= Wolfleoz =

Wolfleoz von Konstanz, or Wolleozzus (first mentioned in 811; died on 15 March 838 or 839 in Konstanz) was bishop of the Bishopric of Konstanz from 811 to 838/39 and abbot of the Abbey of Saint Gall from 812 to 816.

== Works ==
=== Bishop of Konstanz ===
Wolfleoz became Bishop of Konstanz after Egino's death in 811. In 816, he participated in the translation of relics of Trudpert who was worshipped as a martyr. Probably on this occasion, Wolfleoz also sanctified the newly built minster in St. Trudpert. That same year, he moreover contributed to the inauguration of the abbey church of the Abbey of Reichenau, newly constructed under Abbot Haito. In 829, Wolfleoz attended the synod in Mainz that was convened by Louis the Pious. In 835, he was co-consecratorof the monastery basilica in Saint Gall built under Abbot Gozbert.

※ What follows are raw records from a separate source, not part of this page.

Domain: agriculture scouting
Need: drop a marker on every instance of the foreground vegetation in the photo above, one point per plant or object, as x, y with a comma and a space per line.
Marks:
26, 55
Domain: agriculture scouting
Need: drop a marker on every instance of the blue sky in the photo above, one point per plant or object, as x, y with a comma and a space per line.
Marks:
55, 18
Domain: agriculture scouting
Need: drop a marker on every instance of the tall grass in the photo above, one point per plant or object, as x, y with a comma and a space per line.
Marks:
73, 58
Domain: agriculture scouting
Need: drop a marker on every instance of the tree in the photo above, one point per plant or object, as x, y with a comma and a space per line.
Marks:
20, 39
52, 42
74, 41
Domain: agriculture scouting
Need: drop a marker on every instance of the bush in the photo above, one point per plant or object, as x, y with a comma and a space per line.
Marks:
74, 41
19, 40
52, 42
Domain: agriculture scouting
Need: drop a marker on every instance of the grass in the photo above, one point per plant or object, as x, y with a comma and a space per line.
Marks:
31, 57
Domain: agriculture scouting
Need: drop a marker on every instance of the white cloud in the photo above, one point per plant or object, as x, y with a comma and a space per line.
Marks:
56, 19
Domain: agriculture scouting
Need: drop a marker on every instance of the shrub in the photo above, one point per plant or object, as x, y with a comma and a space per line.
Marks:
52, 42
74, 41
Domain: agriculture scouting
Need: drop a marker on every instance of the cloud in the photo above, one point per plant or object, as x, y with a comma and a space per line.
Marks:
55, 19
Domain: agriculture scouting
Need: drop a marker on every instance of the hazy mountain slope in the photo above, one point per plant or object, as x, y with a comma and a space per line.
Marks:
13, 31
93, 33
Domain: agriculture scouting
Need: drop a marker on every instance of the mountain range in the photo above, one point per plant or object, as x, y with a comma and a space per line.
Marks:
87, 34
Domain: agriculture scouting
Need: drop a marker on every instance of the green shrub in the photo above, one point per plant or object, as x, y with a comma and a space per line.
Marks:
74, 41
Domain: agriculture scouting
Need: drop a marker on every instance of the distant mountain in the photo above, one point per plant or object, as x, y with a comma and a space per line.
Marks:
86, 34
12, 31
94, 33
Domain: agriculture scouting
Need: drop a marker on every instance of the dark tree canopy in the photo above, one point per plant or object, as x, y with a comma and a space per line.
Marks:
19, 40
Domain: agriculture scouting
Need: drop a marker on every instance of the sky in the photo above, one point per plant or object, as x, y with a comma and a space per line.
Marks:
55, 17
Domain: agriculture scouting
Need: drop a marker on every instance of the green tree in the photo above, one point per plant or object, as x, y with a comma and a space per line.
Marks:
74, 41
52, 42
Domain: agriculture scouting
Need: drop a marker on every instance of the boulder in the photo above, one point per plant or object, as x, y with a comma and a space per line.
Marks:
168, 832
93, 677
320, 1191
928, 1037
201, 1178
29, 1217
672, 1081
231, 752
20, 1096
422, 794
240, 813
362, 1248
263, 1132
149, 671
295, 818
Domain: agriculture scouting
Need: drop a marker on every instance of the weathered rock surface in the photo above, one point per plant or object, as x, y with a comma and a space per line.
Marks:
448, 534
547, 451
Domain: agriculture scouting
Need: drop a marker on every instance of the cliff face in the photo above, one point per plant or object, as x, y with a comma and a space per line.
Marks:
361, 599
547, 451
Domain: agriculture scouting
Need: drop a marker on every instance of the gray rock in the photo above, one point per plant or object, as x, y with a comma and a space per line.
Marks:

=== Abbot of Saint Gall ===
After Abbot Werdo's death on 30 March 812, Wolfleoz, against the will of the members of the Convention in Saint Gall, additionally resumed the office of Abbot of Saint Gall. He tried to further strengthen his powerful position by allocating monastery offices to laity who were loyal to him. For this reason, the monks of Saint Gall decided to turn to Emperor Louis the Pious with a complaint that initiated the gradual detachment of the Abbey of Saint Gall from the Bishopric of Konstanz. Wolfleoz tried by means of a forged document to enforce his rights, but he failed. In 816, the convent freely elected Gozbert Abbot of Saint Gall. In 818, Louis the Pious granted the Abbey of Saint Gall immunity and therewith the status of an imperial abbey as well as the independence from Konstanz.